Hangmen by Martin McDonagh (spoilers)

The last time I saw a new play by Martin McDonagh I was pregnant with my son. He turned 12 last month. The play I'd seen sober and needing to pee more than a decade ago was Pillowman, starring David Tenant at the National. In a lifetime of attending plays, Pillowman remains in the top three greatest nights of theater.

McDonagh plays are ferocious. (So are his movies, In Bruges and Seven Psychopaths) I remember going to see Lieutenant of Inishmore when I first arrived in London and then going back to see it the next week. That's the only time I have done that with a play and that's because the casual violence, the trueness of the characters, the wit of the dialogue, the rollicking pace of the plot - this elated me. Wide-eyed, joyful and jealous. That's me after a McDonagh play. Witty, violent, true, perfectly plotted -  these are the hallmarks, I think, of McDonagh's writing. McDonagh himself calls theatre "the worst of all the art forms". I sure that this is why his plays are so good.
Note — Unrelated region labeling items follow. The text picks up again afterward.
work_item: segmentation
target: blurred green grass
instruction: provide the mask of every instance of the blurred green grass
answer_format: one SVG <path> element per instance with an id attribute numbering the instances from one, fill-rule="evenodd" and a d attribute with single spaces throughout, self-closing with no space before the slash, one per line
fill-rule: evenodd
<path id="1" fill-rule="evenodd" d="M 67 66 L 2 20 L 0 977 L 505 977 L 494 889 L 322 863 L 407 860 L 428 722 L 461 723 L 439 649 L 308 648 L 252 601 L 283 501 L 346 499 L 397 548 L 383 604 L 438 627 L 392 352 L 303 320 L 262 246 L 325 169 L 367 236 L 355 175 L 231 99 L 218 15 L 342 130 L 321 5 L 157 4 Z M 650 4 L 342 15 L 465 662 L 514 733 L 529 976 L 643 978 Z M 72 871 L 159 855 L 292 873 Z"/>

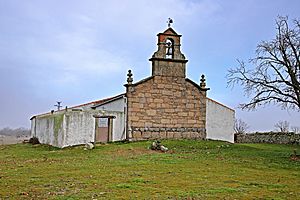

So last night I caught his new play Hangmen at the Wyndham.  It starts with a scene of a hanging in 1963, a man protesting his innocence of the crime - something to do with messing with girls in Norfolk - and also wishing he could get the best hangman, Pierrepont, instead of his second-rate executioner, Harry Wade. Two years later, hanging has been abolished,  Harry Wade is a publican in the north of England. His wife Alice drinks gin in the background and his 15-year-old daughter Shirley mopes. He gives a vain, revisionist interview about his hanging career - trying to prove his superiority to Pierrepont. During the interview, the real guilty party from 1963, a sort of Guy Ritchie-esque Mooney convinces the hangman's 15-year-old daughter to go on a drive.

When McDonagh was writing his earlier plays about the Troubles in Ireland I definitely sensed more love in the writing than I do now. The Greek Chorus of alcoholics at the pub - the police inspector, an old geezer, a self-confessed drunk - are sad, shiftless, misshapen people. They are hollow. Harry Wade is a tragic wasted life, and his delusional vanity seems drawn from the one thing he had - the power to kill people for the state. I wonder if McDonagh thinks they are related - that the neurotically masked self-loathing of Wade comes from his license to kill. Or whether, maybe, the job hardly attracts healthy people. Not that anyone was healthy in the 60's up north. It was all pints and peanuts and cigarettes apparently.

How Wade handles Mooney, gets back his daughter and takes the backlash from Pierrepont who arrives having read the interview is hugely entertaining, but I certainly didn't love any of the characters. Nor did they really love each other. What I loved was seeing the parallels, the shadows, the connections between them. The depiction of the strange half-life women lived then. I also loved that the fiery monologue of an angrily defensive Shirley was so genuinely vibrant against a stage full of beige middle-aged men. I could almost love her abductor, Mooney (a scene with him in a cafe is just about perfect: "Don’t worry. I may have my quirks but I’m not an animal. Or am I? One for the courts to discuss"). What I loved the most was the exhiliration of seeing a play - oh no - I have to say it - perfectly executed.